Four years on, I still struggle when it comes time for immunisation injections. I've never liked the idea of taking a perfectly happy child and jabbing them with a needle. Seems a bit cruel to me. I recognise there are completely plausible reasons for it and understand I'd be crazy not to protect my boys. But I doubt I'll ever be comfortable with the process. This time around was a touch more emotional than previous injections. Four year old and eighteen month old immunisations. Together. Ouch!
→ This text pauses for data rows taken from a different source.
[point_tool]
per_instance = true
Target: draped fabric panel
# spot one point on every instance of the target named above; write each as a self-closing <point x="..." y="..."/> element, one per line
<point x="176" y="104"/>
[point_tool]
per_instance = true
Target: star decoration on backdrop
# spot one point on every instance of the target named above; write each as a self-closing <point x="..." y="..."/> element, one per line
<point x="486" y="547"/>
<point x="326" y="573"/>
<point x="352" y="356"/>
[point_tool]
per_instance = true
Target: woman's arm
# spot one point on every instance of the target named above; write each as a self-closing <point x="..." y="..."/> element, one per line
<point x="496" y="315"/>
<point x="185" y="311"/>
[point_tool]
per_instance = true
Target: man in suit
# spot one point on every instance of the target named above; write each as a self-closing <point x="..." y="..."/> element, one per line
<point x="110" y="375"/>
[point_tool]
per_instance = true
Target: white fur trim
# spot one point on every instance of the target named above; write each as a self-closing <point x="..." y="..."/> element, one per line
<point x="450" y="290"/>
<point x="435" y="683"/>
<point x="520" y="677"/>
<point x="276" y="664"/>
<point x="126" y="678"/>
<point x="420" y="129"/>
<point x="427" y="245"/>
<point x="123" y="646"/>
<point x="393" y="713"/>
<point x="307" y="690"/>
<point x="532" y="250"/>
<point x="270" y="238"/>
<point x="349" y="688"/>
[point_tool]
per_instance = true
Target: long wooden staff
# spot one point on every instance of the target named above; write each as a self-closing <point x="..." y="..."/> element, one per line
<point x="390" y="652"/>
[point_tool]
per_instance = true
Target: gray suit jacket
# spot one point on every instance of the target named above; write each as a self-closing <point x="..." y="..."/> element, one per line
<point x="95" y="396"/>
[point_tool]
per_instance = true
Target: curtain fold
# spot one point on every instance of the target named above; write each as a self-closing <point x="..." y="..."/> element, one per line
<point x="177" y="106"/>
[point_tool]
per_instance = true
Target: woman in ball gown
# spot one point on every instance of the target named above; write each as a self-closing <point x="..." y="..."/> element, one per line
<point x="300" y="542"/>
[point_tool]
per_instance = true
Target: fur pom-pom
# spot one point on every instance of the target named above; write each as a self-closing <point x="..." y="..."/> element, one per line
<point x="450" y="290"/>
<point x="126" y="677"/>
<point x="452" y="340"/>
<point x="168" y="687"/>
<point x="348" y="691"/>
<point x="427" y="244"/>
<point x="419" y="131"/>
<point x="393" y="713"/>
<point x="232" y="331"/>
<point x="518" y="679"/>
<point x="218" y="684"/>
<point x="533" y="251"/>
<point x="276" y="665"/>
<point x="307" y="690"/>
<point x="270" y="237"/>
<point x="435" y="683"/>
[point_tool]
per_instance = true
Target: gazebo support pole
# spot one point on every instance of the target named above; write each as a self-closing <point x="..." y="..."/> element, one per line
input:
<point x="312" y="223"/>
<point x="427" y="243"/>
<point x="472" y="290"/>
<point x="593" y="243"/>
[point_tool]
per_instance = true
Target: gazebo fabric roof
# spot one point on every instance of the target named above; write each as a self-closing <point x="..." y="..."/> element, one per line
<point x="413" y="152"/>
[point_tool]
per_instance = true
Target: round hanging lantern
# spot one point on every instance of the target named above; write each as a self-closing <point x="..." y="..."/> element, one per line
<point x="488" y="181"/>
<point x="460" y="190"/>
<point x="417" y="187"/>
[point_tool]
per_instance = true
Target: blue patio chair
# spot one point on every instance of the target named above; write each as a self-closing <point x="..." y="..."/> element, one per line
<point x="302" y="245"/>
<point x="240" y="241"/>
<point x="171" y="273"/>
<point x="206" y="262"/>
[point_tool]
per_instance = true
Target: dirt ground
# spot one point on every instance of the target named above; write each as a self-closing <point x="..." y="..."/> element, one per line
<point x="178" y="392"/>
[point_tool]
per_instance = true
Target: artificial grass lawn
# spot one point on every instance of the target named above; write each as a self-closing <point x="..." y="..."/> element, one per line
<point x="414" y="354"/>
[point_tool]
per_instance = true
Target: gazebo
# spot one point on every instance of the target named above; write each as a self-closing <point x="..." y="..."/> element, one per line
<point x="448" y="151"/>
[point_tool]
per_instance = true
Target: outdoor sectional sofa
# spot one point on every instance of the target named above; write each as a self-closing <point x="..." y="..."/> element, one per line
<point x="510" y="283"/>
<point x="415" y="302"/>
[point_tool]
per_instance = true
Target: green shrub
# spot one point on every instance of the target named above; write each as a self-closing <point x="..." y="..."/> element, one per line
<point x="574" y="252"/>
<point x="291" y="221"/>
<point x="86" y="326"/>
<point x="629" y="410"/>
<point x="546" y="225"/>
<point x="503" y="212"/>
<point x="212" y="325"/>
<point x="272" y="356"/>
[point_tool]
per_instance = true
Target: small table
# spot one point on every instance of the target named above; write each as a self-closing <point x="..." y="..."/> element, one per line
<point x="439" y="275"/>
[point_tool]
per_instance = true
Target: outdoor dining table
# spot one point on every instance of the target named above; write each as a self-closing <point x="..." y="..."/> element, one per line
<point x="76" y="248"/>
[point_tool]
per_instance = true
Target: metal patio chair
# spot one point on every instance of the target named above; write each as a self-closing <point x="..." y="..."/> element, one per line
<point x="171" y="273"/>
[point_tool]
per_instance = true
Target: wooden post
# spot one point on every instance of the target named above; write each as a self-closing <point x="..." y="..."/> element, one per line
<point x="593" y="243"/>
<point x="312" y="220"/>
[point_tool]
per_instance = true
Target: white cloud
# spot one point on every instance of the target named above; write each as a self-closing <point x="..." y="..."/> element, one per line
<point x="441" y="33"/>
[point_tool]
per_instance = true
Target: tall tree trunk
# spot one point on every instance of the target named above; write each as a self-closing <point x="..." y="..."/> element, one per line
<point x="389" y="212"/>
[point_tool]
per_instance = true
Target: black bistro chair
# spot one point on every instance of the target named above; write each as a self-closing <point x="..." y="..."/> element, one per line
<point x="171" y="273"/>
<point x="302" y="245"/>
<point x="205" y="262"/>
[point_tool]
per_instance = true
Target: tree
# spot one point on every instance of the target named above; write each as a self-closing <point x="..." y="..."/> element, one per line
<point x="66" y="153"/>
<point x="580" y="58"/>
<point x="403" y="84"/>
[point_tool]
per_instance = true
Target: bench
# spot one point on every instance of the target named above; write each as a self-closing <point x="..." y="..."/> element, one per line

I worked myself into such a lather leading up to the appointment, I felt sick. I know the anticipation is often worse than the reality. But that knowledge never seems to help me, when I'm in the middle of a situation. Scott has been in Melbourne for the last few days, the rain has been tumbling down relentlessly and then, the good old needles. Gradually turning the screws a little tighter on my overall sense of being. Angus went first, one shot in each arm. He took the first one well, the second he attempted to dodge and then cried like a banshee. Felix was set off long before Angus even had his needle. Writhing and bucking to get to me... because of course I was holding Angus. Different to his brother, Felix let out one loud yelp following his needle and was over it. Such a tough guy.
What a day. The mornings events rendered us all a bit dysfunctional for the rest of the day. Good timing with the weather not permitting any kind of outdoor activity anyway. Come back sunshine, so that the little fellows can be in the fresh air and warmth. And we can all enjoy some semblance of Summer.
The boys doubling on Felix's little tricycle... in sunnier times (on the weekend actually).